Neurochemical Research

, Volume 43, Issue 4, pp 838–847 | Cite as

Involvement of Ventral Periaqueductal Gray Dopaminergic Neurons in Propofol Anesthesia

  • Jia Li
  • Tian Yu
  • Fu Shi
  • Yu Zhang
  • Zikun Duan
  • Bao Fu
  • Yi Zhang
Original Paper


It has been reported that central dopaminergic system is implicated in the mechanism underlying general anesthesia. Whether dopamine (DA) neurons in midbrain ventral periaqueductal gray (vPAG) are involved in general anesthesia and how general anesthetics affect these neurons remain sparsely documented. To determine the role of vPAG DA neurons in propofol-induced anesthesia, we performed microinjection of 6-hydroxydopamine (6-OHDA) into vPAG to damage DA neurons and investigated the alteration in somatosensory electroencephalogram (EEG), as well as the induction and recovery time of propofol anesthesia. Subsequently, we examined the effect of propofol on the electrophysiological activity of DA neurons in vPAG using whole-cell patch clamp. Two weeks after 6-OHDA microinfusion, DA neurons in the vPAG were markedly reduced by 63.6% in the 6-OHDA-treated rats compared with vehicle rats. This lesion significantly shortened the induction time (7.15 ± 3.97 s vs. 11.18 ± 2.83 s, P < 0.05) and prolonged the recovery time of propofol anesthesia (780.26 ± 150.86 s vs. 590.68 ± 107.97 s, P < 0.05). Meanwhile, EEG in somatosensory cortex revealed that delta power (0–4 Hz) was significantly higher in 6-OHDA-treated rats than vehicle rats. In the electrophysiological experiment, propofol decreased the frequency of spontaneous excitatory postsynaptic currents rather than the amplitude and decay time. In addition, propofol preferentially increased the frequency and prolonged the decay time of spontaneous inhibitory postsynaptic currents without affecting the amplitude. Significance: Propofol can promote presynaptic GABA release, inhibit presynaptic glutamate release and increase postsynaptic GABAA receptor sensitivity, which eventually inhibits the activity of vPAG DA neurons and thereby influences the state of consciousness.

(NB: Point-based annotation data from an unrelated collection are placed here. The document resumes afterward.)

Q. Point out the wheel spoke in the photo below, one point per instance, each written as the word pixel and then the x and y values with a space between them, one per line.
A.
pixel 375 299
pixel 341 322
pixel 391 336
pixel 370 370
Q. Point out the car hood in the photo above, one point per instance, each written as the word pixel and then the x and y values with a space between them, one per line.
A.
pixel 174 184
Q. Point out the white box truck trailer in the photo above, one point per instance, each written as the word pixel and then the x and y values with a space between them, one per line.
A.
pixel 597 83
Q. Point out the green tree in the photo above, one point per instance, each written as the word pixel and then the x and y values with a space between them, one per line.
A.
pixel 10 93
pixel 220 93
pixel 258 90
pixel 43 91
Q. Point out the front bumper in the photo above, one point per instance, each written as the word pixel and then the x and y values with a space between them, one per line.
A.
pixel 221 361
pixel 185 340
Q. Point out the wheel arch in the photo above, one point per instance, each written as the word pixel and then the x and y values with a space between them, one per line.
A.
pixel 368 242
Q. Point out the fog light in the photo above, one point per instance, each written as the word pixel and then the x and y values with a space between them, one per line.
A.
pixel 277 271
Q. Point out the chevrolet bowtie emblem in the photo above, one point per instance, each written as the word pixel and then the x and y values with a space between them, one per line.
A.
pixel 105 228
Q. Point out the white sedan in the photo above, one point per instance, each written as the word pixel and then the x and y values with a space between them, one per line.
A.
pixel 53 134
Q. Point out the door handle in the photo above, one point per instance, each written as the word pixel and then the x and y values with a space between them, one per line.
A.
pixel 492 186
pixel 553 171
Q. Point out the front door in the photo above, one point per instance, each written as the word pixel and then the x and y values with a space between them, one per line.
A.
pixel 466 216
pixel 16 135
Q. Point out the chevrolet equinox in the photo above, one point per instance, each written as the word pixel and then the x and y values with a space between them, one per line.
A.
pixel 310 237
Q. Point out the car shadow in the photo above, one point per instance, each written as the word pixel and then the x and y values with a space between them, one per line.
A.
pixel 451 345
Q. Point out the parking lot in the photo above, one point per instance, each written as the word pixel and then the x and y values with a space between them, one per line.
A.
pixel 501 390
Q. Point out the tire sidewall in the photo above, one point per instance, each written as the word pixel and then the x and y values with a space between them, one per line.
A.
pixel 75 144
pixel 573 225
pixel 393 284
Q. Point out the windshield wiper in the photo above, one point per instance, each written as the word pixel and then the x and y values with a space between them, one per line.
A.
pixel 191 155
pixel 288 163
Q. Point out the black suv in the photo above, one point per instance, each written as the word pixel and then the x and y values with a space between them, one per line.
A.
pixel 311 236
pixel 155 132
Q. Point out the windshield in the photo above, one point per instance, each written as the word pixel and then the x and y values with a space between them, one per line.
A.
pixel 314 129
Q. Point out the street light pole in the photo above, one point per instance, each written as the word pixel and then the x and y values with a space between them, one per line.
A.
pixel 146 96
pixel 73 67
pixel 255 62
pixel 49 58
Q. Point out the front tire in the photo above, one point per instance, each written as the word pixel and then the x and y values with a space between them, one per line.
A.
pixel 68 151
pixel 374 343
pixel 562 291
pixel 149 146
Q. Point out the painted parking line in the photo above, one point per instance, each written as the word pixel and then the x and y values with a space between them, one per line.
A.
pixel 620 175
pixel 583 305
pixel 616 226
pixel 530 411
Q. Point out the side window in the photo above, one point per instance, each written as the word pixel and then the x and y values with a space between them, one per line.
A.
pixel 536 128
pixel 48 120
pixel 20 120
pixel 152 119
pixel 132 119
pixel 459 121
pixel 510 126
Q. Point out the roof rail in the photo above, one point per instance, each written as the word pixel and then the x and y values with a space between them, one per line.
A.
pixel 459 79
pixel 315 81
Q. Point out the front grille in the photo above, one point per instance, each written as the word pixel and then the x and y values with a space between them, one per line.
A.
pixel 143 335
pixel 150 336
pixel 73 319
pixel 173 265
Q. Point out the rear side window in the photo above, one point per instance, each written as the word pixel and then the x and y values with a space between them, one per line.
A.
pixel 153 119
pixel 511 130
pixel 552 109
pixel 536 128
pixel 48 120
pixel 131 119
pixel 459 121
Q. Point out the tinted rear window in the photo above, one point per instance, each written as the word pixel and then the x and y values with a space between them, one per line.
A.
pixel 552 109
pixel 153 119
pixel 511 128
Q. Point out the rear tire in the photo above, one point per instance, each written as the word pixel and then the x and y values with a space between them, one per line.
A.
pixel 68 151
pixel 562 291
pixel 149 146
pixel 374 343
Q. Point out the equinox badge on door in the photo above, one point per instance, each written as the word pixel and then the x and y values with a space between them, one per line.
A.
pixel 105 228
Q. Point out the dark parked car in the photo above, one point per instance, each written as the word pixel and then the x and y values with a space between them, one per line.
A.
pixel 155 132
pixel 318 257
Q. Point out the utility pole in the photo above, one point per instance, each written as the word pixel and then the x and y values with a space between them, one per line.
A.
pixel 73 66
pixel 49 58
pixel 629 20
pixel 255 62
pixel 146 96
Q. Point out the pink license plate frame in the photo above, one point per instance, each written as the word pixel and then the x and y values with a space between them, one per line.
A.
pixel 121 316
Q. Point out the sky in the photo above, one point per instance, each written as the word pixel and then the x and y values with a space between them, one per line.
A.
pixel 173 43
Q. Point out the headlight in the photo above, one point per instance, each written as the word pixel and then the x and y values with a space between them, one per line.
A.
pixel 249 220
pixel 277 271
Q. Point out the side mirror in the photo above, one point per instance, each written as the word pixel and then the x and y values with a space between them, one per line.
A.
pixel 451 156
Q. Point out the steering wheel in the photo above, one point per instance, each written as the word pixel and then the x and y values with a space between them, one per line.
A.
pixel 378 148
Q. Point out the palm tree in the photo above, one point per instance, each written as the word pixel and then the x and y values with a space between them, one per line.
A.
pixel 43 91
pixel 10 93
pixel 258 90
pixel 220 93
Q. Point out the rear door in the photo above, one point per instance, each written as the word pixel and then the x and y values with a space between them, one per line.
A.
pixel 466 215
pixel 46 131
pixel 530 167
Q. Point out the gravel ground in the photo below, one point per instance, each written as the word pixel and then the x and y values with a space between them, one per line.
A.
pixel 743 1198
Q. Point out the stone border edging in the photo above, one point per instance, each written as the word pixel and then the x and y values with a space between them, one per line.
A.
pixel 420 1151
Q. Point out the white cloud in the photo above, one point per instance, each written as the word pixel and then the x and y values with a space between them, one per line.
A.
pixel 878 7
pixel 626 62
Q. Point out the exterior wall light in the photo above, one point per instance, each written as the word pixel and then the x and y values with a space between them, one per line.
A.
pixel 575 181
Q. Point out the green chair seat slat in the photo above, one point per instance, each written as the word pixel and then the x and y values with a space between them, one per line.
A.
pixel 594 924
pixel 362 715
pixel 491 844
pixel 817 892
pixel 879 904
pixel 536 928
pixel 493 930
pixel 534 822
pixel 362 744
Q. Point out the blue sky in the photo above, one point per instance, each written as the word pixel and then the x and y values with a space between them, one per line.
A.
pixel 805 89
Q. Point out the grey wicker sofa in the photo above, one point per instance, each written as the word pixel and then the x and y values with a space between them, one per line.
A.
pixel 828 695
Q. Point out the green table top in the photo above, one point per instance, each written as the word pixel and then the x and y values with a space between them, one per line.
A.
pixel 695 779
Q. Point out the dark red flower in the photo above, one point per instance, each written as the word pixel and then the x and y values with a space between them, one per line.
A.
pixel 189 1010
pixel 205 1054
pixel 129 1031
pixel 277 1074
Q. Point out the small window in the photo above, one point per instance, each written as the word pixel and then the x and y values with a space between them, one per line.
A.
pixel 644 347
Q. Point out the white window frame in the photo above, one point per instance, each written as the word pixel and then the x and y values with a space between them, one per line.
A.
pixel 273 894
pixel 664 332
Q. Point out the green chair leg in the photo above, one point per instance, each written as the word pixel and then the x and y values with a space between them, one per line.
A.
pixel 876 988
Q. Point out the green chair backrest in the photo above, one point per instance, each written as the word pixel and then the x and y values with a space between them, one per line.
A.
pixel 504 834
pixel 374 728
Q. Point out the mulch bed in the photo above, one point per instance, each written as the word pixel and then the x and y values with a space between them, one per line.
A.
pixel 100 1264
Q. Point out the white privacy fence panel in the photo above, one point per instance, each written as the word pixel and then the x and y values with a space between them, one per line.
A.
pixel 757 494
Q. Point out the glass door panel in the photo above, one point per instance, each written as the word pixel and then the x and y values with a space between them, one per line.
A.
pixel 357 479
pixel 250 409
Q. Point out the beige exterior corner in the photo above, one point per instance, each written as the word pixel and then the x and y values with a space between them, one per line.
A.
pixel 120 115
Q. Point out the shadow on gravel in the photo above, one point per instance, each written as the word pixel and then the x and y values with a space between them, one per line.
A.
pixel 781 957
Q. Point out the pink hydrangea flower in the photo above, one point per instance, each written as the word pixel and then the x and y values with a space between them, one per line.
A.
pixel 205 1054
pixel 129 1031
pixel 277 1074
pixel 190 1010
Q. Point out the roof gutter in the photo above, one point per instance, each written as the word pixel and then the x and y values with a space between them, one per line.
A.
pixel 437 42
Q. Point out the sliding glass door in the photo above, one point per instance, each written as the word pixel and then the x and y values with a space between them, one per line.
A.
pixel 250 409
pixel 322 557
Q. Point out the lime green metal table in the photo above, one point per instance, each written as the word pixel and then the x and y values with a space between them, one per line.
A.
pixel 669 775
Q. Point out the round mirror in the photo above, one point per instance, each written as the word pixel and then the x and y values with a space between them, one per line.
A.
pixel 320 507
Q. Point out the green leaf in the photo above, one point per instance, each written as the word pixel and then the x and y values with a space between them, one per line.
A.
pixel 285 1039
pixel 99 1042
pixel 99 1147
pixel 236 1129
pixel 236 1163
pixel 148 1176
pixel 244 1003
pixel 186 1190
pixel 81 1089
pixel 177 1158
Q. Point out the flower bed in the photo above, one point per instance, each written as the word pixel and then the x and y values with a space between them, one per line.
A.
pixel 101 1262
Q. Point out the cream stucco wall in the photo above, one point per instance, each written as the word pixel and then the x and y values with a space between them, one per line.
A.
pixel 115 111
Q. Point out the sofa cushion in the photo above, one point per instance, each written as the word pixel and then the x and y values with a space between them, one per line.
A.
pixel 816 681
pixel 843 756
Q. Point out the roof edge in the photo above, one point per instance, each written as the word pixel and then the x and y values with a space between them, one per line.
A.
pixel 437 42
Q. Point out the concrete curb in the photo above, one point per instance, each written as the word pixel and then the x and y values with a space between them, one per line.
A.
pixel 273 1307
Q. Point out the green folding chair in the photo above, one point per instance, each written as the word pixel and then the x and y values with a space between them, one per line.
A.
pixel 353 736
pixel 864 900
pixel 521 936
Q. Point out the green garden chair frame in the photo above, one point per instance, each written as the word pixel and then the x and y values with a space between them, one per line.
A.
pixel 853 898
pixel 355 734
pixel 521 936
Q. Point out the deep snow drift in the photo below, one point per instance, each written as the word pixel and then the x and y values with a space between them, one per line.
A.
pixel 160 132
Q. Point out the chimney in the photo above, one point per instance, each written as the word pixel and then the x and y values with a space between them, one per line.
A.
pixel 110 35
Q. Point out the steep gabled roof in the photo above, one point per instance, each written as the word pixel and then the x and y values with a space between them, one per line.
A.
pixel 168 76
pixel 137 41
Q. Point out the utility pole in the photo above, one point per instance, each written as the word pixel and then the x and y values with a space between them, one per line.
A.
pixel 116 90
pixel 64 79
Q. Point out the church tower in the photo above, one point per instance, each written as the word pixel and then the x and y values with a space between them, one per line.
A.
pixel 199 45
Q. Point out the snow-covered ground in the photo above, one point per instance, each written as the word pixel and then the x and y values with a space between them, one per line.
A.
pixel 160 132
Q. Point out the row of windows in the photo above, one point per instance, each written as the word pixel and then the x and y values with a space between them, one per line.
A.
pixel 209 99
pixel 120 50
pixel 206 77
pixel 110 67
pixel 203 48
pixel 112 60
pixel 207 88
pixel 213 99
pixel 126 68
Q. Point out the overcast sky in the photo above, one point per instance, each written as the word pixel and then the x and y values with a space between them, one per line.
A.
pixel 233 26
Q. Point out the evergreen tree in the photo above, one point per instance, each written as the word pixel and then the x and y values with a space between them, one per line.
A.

vPAG Propofol Righting reflex Patch-clamp Dopamine neuron 



The present work was supported by grants from the National Natural Science Foundation of China (NSFC, Grant Nos. 81560237).

Compliance with Ethical Standards

Conflict of interest

The authors declare that there are no conflicts of interest in the authorship or publication of the contribution.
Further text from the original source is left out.